A primeira data foi o Dia Nacional do Sistema Braille, celebrado em 8 de abril, que remete a pessoas cegas ou com baixa visão. E a segunda, o Dia Nacional da Língua Brasileira de Sinais Libras, em 24 de abril, que remete a pessoas surdas ou com baixa audição. Dados do Censo do IBGE (2010) apontam que cerca de 24% da população brasileira se autodeclaram como pessoas com algum tipo de deficiência, ou 7%, considerando um refinamento deste estudo, no qual foram especificadas somente deficiências mais severas.

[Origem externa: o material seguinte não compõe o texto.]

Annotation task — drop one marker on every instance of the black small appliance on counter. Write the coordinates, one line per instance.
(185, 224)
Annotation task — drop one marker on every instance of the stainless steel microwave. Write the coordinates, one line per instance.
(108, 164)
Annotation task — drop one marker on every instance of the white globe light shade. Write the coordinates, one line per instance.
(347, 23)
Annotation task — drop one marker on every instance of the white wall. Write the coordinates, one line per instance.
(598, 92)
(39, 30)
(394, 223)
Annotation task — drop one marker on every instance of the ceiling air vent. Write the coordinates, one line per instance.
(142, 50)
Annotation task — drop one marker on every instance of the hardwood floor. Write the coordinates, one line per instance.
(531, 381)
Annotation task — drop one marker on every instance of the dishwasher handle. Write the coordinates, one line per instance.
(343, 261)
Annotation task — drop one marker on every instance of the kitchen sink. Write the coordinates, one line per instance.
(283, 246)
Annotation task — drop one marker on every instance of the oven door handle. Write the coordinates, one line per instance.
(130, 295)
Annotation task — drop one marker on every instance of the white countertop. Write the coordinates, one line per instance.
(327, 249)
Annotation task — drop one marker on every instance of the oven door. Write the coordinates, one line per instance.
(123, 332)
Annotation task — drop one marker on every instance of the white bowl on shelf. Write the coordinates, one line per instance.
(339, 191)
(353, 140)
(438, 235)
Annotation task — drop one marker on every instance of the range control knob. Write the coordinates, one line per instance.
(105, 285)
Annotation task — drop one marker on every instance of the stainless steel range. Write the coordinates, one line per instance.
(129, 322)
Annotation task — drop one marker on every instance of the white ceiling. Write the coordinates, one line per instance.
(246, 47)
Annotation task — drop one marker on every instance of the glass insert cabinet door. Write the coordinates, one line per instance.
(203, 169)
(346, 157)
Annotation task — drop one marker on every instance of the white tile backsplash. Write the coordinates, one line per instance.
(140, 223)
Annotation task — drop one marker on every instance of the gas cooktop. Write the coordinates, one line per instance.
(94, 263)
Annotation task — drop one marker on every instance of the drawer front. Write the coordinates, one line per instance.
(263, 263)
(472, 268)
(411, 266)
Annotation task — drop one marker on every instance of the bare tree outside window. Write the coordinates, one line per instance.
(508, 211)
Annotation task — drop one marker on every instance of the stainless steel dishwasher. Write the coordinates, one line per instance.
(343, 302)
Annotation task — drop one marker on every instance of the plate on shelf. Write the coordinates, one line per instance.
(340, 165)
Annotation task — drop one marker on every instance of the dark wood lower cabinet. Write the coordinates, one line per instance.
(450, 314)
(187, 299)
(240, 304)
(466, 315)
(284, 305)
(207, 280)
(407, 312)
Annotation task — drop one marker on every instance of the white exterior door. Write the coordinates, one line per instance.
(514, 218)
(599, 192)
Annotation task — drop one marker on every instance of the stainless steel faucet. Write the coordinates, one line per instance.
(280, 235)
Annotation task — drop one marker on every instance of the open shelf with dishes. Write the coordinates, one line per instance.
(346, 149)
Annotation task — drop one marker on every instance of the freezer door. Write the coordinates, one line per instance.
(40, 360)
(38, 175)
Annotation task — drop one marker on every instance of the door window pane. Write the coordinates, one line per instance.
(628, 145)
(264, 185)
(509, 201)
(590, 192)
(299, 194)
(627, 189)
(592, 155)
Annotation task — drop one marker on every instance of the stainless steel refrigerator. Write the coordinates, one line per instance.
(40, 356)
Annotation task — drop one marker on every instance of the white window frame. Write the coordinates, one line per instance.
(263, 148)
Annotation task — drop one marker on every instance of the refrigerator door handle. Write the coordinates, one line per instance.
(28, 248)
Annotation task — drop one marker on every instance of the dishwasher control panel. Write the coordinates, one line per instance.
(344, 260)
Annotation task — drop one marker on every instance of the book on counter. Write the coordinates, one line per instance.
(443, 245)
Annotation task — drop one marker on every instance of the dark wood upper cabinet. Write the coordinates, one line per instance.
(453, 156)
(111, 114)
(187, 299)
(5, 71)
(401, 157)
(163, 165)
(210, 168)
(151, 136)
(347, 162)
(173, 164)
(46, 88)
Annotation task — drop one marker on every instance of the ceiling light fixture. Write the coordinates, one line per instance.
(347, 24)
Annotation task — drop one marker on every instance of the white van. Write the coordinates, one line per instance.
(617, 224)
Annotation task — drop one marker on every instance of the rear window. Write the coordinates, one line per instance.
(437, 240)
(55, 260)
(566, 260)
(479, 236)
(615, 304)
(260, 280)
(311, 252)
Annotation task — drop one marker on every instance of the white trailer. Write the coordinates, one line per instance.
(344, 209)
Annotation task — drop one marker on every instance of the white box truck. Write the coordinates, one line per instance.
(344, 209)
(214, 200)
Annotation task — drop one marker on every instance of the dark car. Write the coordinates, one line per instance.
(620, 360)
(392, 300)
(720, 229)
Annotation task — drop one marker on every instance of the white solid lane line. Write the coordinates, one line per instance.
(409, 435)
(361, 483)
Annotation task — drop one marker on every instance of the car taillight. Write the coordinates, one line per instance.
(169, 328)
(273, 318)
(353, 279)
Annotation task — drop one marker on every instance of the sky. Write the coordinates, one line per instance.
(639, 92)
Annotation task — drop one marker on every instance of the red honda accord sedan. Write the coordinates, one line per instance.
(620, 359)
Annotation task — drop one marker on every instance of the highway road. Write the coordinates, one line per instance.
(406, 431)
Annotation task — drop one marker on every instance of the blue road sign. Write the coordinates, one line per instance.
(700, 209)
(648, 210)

Ainda segundo o IBGE, há no país mais de 6,5 milhões de pessoas com alguma deficiência visual. A Organização Mundial da Saúde (OMS) aponta que, se houvesse um número maior de ações efetivas de prevenção e tratamento, a maioria dos casos poderia ter sido evitada.

Já o estudo do Instituto Locomotiva, realizado em parceria com a Semana da Acessibilidade Surda (SAS) em 2019, aponta que cerca de 10 milhões de brasileiros são pessoas com deficiência auditiva, e desse total 2,3 milhões são surdas.

Estamos falando de milhões de brasileiros que têm o direito de ter acesso a conteúdos, por leitura em braille, áudio leitura ou língua dos sinais, à educação, e principalmente ao emprego. Vamos lembrar que, desde 1991, temos uma legislação no Brasil que nos diz que empresas com mais de 1001 funcionários, mencionando apenas as grandes companhias, devem ter 5% de pessoas com deficiência em seu quadro de profissionais.

Se a comunicação é uma limitação para os profissionais que apresentam esses dois tipos de deficiência, como as áreas de recursos humanos vão chegar até eles? Como irão divulgar as vagas? E, principalmente, como farão um processo seletivo justo e correto quando essa pessoa chegar até a empresa?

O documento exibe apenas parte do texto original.